A number of applications in microelectronics lithography, optics, and other fields benefit from highly accurate surface characterization of a substrate with respect to flatness, edge roll-off, uniformity, axial runout, and other dimensional features. There is particular interest in surface dimensional characterization, to sub-micron accuracy, in applications such as semiconductor wafer preparation and processing.
A familiar metric to those skilled in semiconductor wafer preparation and handling relates to a measurement called Roll-Off Amount (ROA), or referred to as linear roll-off amount (L-ROA), that relates to the edges of the wafer. Successful lithographic processing of the semiconductor wafer can be highly dependent on aspects of the mechanical profile near the edge of the polished wafer. Wafer manufacturers endeavor to accurately characterize and carefully control the wafer profile at the edge in order to meet stringent customer requirements. Industry-accepted ROA standards of measurement are defined, for example, by Semiconductor Equipment and Materials International (SEMI) as SEMI standard M69-0307.

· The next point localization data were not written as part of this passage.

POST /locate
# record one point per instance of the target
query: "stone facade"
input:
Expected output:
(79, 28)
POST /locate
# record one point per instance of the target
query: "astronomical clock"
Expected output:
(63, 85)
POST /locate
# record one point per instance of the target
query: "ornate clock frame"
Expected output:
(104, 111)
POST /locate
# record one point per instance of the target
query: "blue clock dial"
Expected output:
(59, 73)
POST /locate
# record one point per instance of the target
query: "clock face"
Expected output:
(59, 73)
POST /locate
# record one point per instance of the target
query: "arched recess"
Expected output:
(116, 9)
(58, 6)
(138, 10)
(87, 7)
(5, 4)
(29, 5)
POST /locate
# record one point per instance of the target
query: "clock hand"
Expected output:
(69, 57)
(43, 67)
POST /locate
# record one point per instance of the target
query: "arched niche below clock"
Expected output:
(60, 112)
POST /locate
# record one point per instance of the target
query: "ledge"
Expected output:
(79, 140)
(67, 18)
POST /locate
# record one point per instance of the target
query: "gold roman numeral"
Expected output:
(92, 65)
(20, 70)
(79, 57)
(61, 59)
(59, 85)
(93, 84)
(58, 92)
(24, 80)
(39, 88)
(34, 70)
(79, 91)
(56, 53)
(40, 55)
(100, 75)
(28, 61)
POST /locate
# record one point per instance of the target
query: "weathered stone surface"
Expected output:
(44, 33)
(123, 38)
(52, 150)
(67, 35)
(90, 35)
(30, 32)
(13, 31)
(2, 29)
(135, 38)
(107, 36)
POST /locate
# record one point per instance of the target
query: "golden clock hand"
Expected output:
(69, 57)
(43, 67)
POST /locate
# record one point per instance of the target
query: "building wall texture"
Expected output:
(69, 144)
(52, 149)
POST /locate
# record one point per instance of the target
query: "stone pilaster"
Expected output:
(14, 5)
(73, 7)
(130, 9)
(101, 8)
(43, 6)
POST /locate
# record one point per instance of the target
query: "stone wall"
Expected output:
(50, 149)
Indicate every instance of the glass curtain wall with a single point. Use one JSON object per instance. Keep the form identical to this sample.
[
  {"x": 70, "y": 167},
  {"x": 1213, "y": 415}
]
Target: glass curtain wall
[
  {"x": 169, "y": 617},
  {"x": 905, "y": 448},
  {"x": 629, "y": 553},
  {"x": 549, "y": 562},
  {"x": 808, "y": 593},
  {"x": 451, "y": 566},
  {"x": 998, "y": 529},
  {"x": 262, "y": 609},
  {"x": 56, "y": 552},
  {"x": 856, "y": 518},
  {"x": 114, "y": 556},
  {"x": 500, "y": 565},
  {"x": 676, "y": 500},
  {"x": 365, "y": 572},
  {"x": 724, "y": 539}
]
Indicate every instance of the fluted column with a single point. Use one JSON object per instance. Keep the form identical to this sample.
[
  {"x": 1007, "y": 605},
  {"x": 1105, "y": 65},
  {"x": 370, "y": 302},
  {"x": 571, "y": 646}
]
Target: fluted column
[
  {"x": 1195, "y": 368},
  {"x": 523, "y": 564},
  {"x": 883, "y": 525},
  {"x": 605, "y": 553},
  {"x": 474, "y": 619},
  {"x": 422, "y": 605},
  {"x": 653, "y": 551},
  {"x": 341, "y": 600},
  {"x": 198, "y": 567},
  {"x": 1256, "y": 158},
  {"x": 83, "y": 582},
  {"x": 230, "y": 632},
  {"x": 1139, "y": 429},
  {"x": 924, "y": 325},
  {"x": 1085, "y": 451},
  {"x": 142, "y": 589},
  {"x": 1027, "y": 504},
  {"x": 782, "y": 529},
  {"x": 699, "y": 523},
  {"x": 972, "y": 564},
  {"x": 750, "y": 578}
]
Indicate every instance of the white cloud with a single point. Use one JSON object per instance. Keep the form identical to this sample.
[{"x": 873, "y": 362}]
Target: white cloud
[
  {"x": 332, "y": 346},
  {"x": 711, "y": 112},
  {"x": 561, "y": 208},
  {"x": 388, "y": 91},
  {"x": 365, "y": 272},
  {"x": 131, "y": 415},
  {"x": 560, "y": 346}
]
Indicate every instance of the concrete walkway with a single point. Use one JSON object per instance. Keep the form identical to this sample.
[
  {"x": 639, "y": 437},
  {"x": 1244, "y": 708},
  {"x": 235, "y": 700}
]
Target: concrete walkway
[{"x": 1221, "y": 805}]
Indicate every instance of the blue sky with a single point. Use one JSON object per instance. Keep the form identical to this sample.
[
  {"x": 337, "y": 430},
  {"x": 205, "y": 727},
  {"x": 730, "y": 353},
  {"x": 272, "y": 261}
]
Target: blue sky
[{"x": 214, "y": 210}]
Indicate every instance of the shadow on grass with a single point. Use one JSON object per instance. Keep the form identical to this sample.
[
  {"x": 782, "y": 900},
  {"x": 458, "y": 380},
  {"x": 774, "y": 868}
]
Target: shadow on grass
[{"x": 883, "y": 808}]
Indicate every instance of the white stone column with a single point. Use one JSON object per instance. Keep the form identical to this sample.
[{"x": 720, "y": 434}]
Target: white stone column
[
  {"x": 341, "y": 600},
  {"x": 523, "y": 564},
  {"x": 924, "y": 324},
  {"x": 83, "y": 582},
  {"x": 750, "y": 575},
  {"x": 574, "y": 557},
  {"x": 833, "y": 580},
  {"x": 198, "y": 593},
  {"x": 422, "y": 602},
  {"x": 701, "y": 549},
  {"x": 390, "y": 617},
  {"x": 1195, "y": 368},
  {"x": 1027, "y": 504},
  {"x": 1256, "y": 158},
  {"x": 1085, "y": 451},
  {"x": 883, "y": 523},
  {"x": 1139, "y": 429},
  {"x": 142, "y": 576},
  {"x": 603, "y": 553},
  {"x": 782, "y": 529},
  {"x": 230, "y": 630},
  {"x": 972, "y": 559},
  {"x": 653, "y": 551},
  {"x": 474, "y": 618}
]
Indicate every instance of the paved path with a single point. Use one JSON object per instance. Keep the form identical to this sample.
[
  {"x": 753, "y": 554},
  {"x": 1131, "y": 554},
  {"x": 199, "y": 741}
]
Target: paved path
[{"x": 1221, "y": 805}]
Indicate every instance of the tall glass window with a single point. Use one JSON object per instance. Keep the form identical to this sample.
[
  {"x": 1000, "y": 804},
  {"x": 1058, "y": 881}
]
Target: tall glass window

The ROA measurement profiles the flatness characteristic in the region near the edge of the wafer and helps to identify flatness problems caused by polishing errors. The conventional measurement for ROA is typically performed using a stylus or a single point optical probe. The edge of the generally circular wafer is measured at eight different radial angles, typically every 45 degrees around the circumference, in a time-consuming and error-fraught process that can require costly equipment and highly trained technicians.
Interferometric techniques have been used to address the problem of surface edge profile characterization, but with somewhat disappointing results. For example, applying conventional phase-difference interferometric approaches requires dedicated measurement apparatus that holds the sample and reference surfaces in a highly rigid relationship and is well-buffered from vibration. Typical phase measurement algorithms acquire a number of interferograms, with precise equipment adjustment for change of phase between each image acquisition, and with this process repeated at multiple angular increments along the wafer edges. Given the number of steps required, the demanding requirements for precision and vibration protection for the measurement system and environment, and overall time that is needed, it can be appreciated that there is room for improvement in surface characterization methods, particularly methods better suited for edge profile characterization techniques for semiconductor wafers and highly flat substrate surfaces.